A written proposal submitted to the newly created SEC crypto task force suggests that XRP could unlock $1.5 trillion in banking liquidity and fund a national Bitcoin reserve using freed-up capital from Nostro accounts.
The document, titled Comprehensive Proposal: XRP as a Strategic Financial Asset for the U.S., was authored by Maximilian Staudinger and outlines how XRP could transform financial infrastructure, saving $7.5 billion annually in transaction costs and enabling banks to replace outdated SWIFT-based liquidity mechanisms.
The proposal argues that Nostro accounts — used by banks to facilitate cross-border transactions — currently hold $5 trillion in dormant capital within the U.S. financial system. By integrating XRP for liquidity management, banks could free up 30% of these funds, or $1.5 trillion, and reinvest them into the economy.

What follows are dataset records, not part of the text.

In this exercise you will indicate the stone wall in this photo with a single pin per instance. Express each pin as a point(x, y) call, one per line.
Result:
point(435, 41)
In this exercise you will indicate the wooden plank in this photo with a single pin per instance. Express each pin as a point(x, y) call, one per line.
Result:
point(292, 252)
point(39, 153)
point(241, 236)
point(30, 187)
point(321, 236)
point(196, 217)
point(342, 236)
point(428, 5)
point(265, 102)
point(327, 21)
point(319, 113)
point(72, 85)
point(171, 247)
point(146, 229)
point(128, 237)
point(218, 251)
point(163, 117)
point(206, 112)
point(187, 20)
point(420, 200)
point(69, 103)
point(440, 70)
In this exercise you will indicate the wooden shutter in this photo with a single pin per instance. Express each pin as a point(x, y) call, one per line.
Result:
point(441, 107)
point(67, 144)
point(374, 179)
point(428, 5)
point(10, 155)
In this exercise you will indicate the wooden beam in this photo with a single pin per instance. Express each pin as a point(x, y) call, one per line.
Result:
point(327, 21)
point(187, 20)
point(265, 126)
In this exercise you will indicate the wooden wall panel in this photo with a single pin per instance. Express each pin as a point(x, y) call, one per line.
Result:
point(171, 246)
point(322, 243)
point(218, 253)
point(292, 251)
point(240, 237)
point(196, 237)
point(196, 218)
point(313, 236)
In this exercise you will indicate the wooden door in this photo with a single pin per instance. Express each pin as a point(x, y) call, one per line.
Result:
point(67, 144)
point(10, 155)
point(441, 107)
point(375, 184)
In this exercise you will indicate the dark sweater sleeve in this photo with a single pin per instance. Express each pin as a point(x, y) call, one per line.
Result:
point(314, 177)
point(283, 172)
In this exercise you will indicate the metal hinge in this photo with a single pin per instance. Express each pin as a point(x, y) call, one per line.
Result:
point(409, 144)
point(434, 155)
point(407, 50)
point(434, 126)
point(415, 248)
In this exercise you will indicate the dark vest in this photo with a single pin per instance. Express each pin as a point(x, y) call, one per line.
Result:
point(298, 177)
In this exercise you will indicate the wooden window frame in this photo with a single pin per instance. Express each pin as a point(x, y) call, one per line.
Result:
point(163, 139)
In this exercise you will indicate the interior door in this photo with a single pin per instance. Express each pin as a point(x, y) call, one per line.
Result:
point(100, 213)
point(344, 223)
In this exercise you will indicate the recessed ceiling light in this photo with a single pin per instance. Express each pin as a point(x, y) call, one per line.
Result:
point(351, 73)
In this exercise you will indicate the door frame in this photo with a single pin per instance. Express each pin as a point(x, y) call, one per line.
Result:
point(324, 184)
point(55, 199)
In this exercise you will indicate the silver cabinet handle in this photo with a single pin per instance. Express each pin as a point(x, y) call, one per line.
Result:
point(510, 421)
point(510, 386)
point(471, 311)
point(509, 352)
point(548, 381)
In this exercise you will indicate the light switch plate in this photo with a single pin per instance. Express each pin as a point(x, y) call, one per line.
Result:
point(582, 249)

It suggests that the Federal Reserve and the Office of the Comptroller of the Currency (OCC) issue mandates ensuring the adoption of XRP in interbank liquidity operations..
To accelerate the adoption of XRP, the proposal recommends a Presidential Executive Order directing the SEC, DOJ, and Treasury to classify XRP as a payment asset, not a security, thus resolving legal uncertainties around its use.
“Regulatory clearance” would take 1-3 months, and a Treasury-backed pilot program could integrate XRP into IRS tax refunds and Social Security payments within 2-4 months, according to the accelerated roadmap.
One of the boldest aspects of the proposal is a government-backed Bitcoin accumulation strategy. Using the $1.5 trillion freed from Nostro accounts, the U.S. could purchase 25 million BTC at a price of $60,000 per coin to establish a strategic Bitcoin reserve.
However, this figure is factually incorrect — Bitcoin has a fixed supply of 21 million coins, meaning the U.S. could not acquire 25 million BTC even if it wanted to. The error raises questions about the credibility of the proposal’s financial projections.